Per continuare a dipingere Feininger aveva bisogno di sentire la comunione di vita e arte e, negli States, questa armonia proprio non riusciva a percepirla. Gli mancava l’intimo rapporto con le cose. Certo, era interessato ai grattacieli di New York, alla loro forma. Ma tutto, ora, riguardava solo la superficie delle cose, prive di profondità e di simbolismo.

Il suo distacco dall’emozionale, dal simbolico gli è chiarissimo. Ora, infatti, parla di ‘astratta smaterializzazione’ e di cancellazione di ogni elemento episodico, narrativo. Nella sua pittura, la smaterializzazione avviene con la riduzione dei motivi a una rigida impalcatura lineare, a una efficace compenetrazione per mezzo della trasparenza e della liberazione del colore dalle forme e dalle superfici. È interessante notare, ancora, che Feininger con grande consapevolezza non ha mai voluto spingersi nell’astrazione pura. Negli anni, l’artista ha continuato a sostenere che le origini della sua pittura si trovano unicamente nella natura, anche se, negli States, essa gli appare estranea. È pur vero che alcuni luoghi gli interessano molto, soprattutto Manhattan.

Nel 1940 inizia la serie dei grattacieli. Ancora una volta si misura con l’architettura, con i simboli di una cultura di un Paese. Tuttavia, nelle opere Manhattan, Night del 1940, Manhattan, the Tower e Manhattan, Dawn del 1944 si ha come l’impressione che sia in atto non solo una de-materializzazione ma anche una de-monumentalizzazione. Feininger, infatti, rinuncia ai volumi e alle masse: il motivo dei grattacieli è trattato con leggerezza, segni sottili e pochi dettagli figurativi, su uno sfondo di colori trasparenti e delicati. È come se egli avesse deciso di dissolvere nel nulla l’idea stessa di monumentalità. Lontana, lontanissima da quella solennità che emanavano le piccole chiese nella sua pittura in Germania, nonostante la loro, pur evidente, scomposizione prismatica. I grattacieli di New York mostrano un desolante vuoto metafisico.

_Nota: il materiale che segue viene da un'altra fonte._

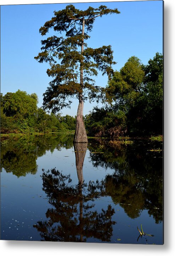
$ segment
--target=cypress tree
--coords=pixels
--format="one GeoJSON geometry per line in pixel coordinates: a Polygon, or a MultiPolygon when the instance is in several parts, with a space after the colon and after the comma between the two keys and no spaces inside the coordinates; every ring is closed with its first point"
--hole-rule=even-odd
{"type": "Polygon", "coordinates": [[[79,104],[74,142],[86,143],[84,102],[87,99],[90,102],[94,100],[101,89],[95,86],[91,77],[97,75],[99,70],[110,79],[113,73],[112,65],[115,63],[113,61],[111,46],[93,49],[88,47],[85,41],[90,37],[88,34],[96,18],[120,12],[104,5],[98,8],[90,6],[86,10],[81,10],[70,4],[54,13],[51,19],[40,28],[40,32],[44,36],[52,28],[63,36],[54,35],[42,40],[42,52],[35,57],[40,63],[49,63],[50,68],[47,73],[53,78],[43,94],[43,106],[53,113],[59,111],[63,108],[70,108],[75,96],[79,104]]]}

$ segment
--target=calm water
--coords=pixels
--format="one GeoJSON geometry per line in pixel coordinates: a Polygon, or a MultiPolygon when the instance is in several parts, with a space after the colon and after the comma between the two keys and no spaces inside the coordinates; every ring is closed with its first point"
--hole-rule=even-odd
{"type": "Polygon", "coordinates": [[[50,135],[1,146],[1,239],[162,244],[162,151],[150,151],[162,144],[73,141],[50,135]]]}

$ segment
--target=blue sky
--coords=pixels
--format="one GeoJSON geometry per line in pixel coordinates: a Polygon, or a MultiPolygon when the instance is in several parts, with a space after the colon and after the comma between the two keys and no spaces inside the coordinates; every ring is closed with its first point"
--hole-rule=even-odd
{"type": "MultiPolygon", "coordinates": [[[[120,14],[96,19],[87,42],[92,48],[111,45],[114,60],[117,62],[114,70],[119,70],[131,56],[138,57],[146,64],[156,52],[162,53],[162,1],[73,4],[82,10],[101,4],[117,8],[120,14]]],[[[44,39],[39,29],[51,19],[54,10],[64,9],[67,4],[1,6],[1,92],[3,95],[18,89],[30,94],[35,93],[38,106],[41,106],[43,94],[51,79],[46,73],[49,64],[34,59],[40,51],[40,41],[44,39]]],[[[100,72],[96,80],[96,85],[105,86],[107,83],[107,77],[102,77],[100,72]]],[[[78,104],[75,100],[71,109],[63,110],[62,114],[75,115],[78,104]]],[[[96,105],[86,102],[84,114],[96,105]]]]}

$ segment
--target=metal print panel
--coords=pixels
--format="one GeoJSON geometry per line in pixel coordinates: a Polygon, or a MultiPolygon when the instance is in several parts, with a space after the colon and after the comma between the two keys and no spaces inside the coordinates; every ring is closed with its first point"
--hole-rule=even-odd
{"type": "Polygon", "coordinates": [[[163,14],[1,6],[1,240],[163,244],[163,14]]]}

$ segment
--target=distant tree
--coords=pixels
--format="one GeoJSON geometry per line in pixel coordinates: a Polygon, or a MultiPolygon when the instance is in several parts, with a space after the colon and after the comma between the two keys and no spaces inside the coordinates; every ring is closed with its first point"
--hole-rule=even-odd
{"type": "Polygon", "coordinates": [[[117,9],[109,9],[104,5],[96,9],[90,6],[83,11],[69,5],[64,10],[55,11],[54,16],[40,29],[42,36],[51,28],[65,36],[64,38],[54,35],[41,41],[43,51],[35,58],[40,63],[49,63],[51,67],[47,73],[53,78],[44,94],[45,109],[56,112],[70,107],[75,96],[79,99],[75,142],[87,142],[83,120],[84,101],[87,98],[90,102],[94,100],[100,91],[91,76],[97,75],[98,70],[103,75],[107,74],[109,78],[113,72],[111,66],[115,63],[111,46],[92,49],[88,47],[85,41],[90,37],[88,33],[92,30],[96,18],[114,13],[120,12],[117,9]]]}
{"type": "Polygon", "coordinates": [[[120,105],[120,109],[127,112],[134,105],[142,90],[144,75],[140,60],[134,56],[130,58],[109,81],[107,88],[108,100],[114,101],[114,104],[120,105]]]}
{"type": "Polygon", "coordinates": [[[3,97],[3,113],[22,130],[26,129],[34,125],[37,103],[35,93],[29,94],[19,90],[16,93],[8,92],[3,97]]]}

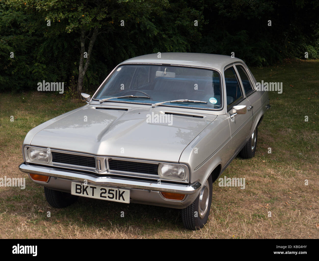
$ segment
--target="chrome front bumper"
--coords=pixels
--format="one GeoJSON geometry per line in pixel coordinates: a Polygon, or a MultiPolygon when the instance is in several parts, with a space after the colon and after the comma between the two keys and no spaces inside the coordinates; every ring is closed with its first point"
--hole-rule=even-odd
{"type": "MultiPolygon", "coordinates": [[[[53,169],[46,167],[27,165],[24,163],[19,166],[19,169],[22,172],[46,175],[70,180],[84,182],[97,185],[110,186],[128,189],[147,190],[154,191],[179,193],[190,195],[198,191],[202,185],[198,181],[189,185],[163,183],[151,183],[149,182],[134,180],[109,177],[96,177],[79,173],[71,170],[53,169]]],[[[38,183],[38,182],[37,182],[38,183]]],[[[41,182],[42,185],[46,183],[41,182]]]]}

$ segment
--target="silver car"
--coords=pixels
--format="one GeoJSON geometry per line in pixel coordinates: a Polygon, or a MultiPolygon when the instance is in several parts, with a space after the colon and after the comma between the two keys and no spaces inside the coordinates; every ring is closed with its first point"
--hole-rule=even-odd
{"type": "Polygon", "coordinates": [[[118,65],[85,106],[36,127],[19,166],[60,208],[78,196],[181,209],[206,223],[212,185],[239,153],[251,158],[270,107],[241,60],[164,53],[118,65]]]}

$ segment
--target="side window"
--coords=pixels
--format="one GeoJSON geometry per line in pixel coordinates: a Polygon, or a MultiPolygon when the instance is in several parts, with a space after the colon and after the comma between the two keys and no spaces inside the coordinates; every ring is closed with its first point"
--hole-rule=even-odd
{"type": "Polygon", "coordinates": [[[226,83],[226,95],[228,109],[232,104],[242,98],[243,95],[234,68],[232,66],[226,70],[224,75],[226,83]]]}
{"type": "Polygon", "coordinates": [[[236,65],[236,69],[238,71],[239,74],[239,76],[241,79],[241,82],[242,83],[243,87],[244,87],[244,90],[245,90],[245,92],[246,95],[250,92],[254,90],[253,87],[250,83],[250,81],[248,78],[248,76],[245,71],[245,69],[243,68],[241,65],[236,65]]]}

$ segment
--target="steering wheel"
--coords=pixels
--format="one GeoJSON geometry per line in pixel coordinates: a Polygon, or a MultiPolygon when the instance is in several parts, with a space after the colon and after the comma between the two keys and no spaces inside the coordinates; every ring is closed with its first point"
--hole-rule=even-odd
{"type": "MultiPolygon", "coordinates": [[[[151,100],[152,100],[153,99],[151,97],[151,96],[150,96],[150,95],[149,95],[147,93],[146,93],[145,92],[144,92],[144,91],[139,91],[139,90],[127,90],[126,91],[124,91],[123,92],[124,92],[125,93],[126,93],[126,92],[127,92],[128,91],[136,91],[136,92],[141,92],[143,94],[145,95],[146,96],[147,96],[147,97],[148,97],[150,99],[151,99],[151,100]]],[[[123,93],[123,92],[122,92],[122,93],[123,93]]]]}

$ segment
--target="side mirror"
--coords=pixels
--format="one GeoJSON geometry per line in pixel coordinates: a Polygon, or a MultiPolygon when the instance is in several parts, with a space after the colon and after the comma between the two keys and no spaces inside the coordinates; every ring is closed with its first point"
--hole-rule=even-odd
{"type": "Polygon", "coordinates": [[[81,93],[81,99],[83,101],[86,102],[88,103],[90,100],[91,99],[91,96],[86,93],[81,93]]]}
{"type": "Polygon", "coordinates": [[[237,114],[245,114],[247,112],[247,106],[246,105],[237,105],[233,107],[233,113],[237,114]]]}

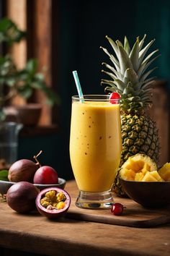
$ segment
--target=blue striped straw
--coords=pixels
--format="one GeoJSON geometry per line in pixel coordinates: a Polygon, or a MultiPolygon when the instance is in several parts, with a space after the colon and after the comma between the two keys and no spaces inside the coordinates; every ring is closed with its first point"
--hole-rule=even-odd
{"type": "Polygon", "coordinates": [[[76,70],[73,71],[73,78],[74,78],[74,80],[75,80],[75,82],[76,82],[76,88],[77,88],[77,91],[78,91],[78,94],[79,94],[80,101],[81,102],[84,102],[84,95],[83,95],[83,93],[82,93],[80,81],[79,81],[76,70]]]}

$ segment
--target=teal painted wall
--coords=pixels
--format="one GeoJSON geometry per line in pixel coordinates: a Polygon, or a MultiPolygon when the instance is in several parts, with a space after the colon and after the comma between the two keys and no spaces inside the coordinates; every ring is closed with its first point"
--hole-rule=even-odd
{"type": "Polygon", "coordinates": [[[53,12],[58,24],[56,87],[61,98],[61,132],[43,137],[20,138],[19,157],[32,158],[42,150],[42,162],[69,179],[73,176],[68,148],[71,98],[77,93],[72,71],[78,71],[84,93],[104,93],[100,85],[102,62],[108,59],[99,46],[109,48],[105,35],[123,40],[126,35],[133,43],[137,36],[146,33],[146,43],[156,38],[152,49],[158,48],[161,54],[155,62],[158,68],[154,74],[169,82],[170,1],[58,0],[53,12]]]}

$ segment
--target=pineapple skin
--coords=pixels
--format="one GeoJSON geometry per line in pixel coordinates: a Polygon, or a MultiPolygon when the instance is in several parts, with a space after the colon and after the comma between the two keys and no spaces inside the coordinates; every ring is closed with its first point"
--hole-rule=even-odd
{"type": "Polygon", "coordinates": [[[109,80],[102,79],[101,85],[107,85],[106,93],[117,92],[120,95],[122,151],[112,190],[122,197],[126,196],[119,180],[123,163],[137,153],[148,155],[156,163],[159,158],[158,132],[156,122],[146,115],[146,110],[152,105],[153,84],[156,78],[150,77],[156,68],[151,68],[151,64],[160,55],[157,54],[158,49],[148,52],[155,39],[144,46],[146,37],[144,35],[141,40],[137,37],[130,47],[126,36],[122,43],[119,40],[115,42],[106,36],[112,46],[112,54],[101,46],[111,61],[111,65],[102,63],[107,71],[102,72],[109,80]]]}
{"type": "Polygon", "coordinates": [[[146,115],[121,115],[122,150],[112,191],[120,197],[127,197],[120,180],[120,171],[122,164],[137,153],[148,155],[157,164],[159,159],[160,145],[156,124],[146,115]]]}

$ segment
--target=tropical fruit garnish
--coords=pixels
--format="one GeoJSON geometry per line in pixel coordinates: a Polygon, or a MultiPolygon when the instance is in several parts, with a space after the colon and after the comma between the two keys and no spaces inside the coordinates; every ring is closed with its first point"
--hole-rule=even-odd
{"type": "Polygon", "coordinates": [[[158,173],[165,182],[170,182],[170,163],[164,164],[158,173]]]}
{"type": "Polygon", "coordinates": [[[163,182],[157,171],[156,163],[148,155],[136,154],[130,157],[122,166],[120,176],[135,182],[163,182]]]}
{"type": "MultiPolygon", "coordinates": [[[[116,92],[120,95],[122,150],[120,169],[129,157],[137,153],[149,156],[156,163],[159,158],[156,124],[146,111],[152,105],[151,95],[155,77],[149,76],[156,67],[151,67],[151,64],[159,55],[158,49],[148,52],[154,40],[144,46],[146,37],[144,35],[141,40],[137,37],[130,47],[126,36],[122,43],[119,40],[115,42],[107,36],[112,52],[101,47],[110,61],[110,64],[102,63],[107,69],[102,72],[109,79],[102,79],[101,84],[106,85],[107,93],[116,92]]],[[[119,196],[124,196],[125,192],[119,177],[118,171],[113,191],[119,196]]]]}

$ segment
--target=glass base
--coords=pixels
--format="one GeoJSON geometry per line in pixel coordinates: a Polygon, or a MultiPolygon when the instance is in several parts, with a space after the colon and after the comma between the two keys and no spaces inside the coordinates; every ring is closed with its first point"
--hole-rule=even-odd
{"type": "Polygon", "coordinates": [[[84,209],[108,209],[114,202],[111,190],[102,192],[79,191],[76,205],[84,209]]]}

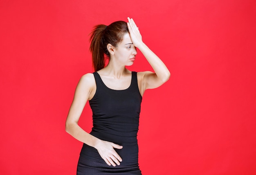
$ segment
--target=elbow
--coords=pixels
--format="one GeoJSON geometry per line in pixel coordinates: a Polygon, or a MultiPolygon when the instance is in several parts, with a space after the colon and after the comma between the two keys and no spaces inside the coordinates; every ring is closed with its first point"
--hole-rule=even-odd
{"type": "Polygon", "coordinates": [[[163,78],[162,79],[162,81],[164,83],[167,81],[168,80],[170,79],[170,77],[171,76],[171,73],[169,71],[168,71],[165,74],[164,76],[163,76],[163,78]]]}
{"type": "Polygon", "coordinates": [[[71,128],[70,124],[66,121],[65,126],[65,130],[67,132],[70,134],[71,128]]]}

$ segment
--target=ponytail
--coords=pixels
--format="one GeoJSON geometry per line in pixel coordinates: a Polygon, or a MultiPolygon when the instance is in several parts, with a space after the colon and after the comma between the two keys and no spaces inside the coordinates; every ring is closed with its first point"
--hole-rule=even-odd
{"type": "Polygon", "coordinates": [[[101,24],[94,27],[90,33],[90,50],[95,72],[105,67],[105,55],[110,58],[107,48],[108,44],[117,47],[123,40],[124,35],[127,33],[129,33],[127,23],[123,21],[114,22],[108,26],[101,24]]]}
{"type": "Polygon", "coordinates": [[[99,25],[96,26],[90,34],[90,51],[92,52],[92,64],[95,72],[105,67],[103,41],[104,31],[106,25],[99,25]]]}

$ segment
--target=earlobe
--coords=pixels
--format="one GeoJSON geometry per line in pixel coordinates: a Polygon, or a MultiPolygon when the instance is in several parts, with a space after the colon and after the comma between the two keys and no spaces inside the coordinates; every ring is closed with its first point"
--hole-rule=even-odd
{"type": "Polygon", "coordinates": [[[114,54],[115,53],[115,47],[111,44],[108,44],[108,45],[107,45],[107,49],[108,49],[110,54],[111,55],[114,54]]]}

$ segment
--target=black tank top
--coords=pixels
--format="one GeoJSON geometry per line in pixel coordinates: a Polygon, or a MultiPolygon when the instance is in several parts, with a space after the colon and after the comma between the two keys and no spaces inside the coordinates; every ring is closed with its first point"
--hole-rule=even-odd
{"type": "MultiPolygon", "coordinates": [[[[97,90],[89,103],[92,111],[93,128],[90,133],[103,140],[122,146],[115,149],[122,164],[138,164],[137,133],[142,97],[138,87],[137,72],[132,72],[130,86],[124,90],[110,89],[97,72],[93,73],[97,90]]],[[[81,155],[101,159],[97,150],[84,144],[81,155]]]]}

Ma nel 1953 l’artista è costretto a riconoscere tutto il senso dalla perdita: «Quello di cui, più di tutto, sento la mancanza è disegnare la Natura, realizzare ‘Notizie’, come un tempo, sul Ostsee, o a Deep o nei piccoli villaggi nei dintorni di Weimar. In qualche modo i motivi qui non riescono a darmi alcun piacere; hanno poco peso nelle mie scelte e sono solo copie naturalistiche» (lettera a T. Lux Feininger, 6 ottobre 1953, in Lyonel Feininger, 1974). Le parole di Feininger descrivono quella sensazione desolante che Edward Said ha chiamato «rhetoric of belonging» (E. Said, Reflections on Exile, in Out there: Marginalisation and Contemporary Cultures, 1990). È un venir meno di quel senso dell’appartenenza ai luoghi e alle culture, fondamentali per l’esperienza artistica di Feininger.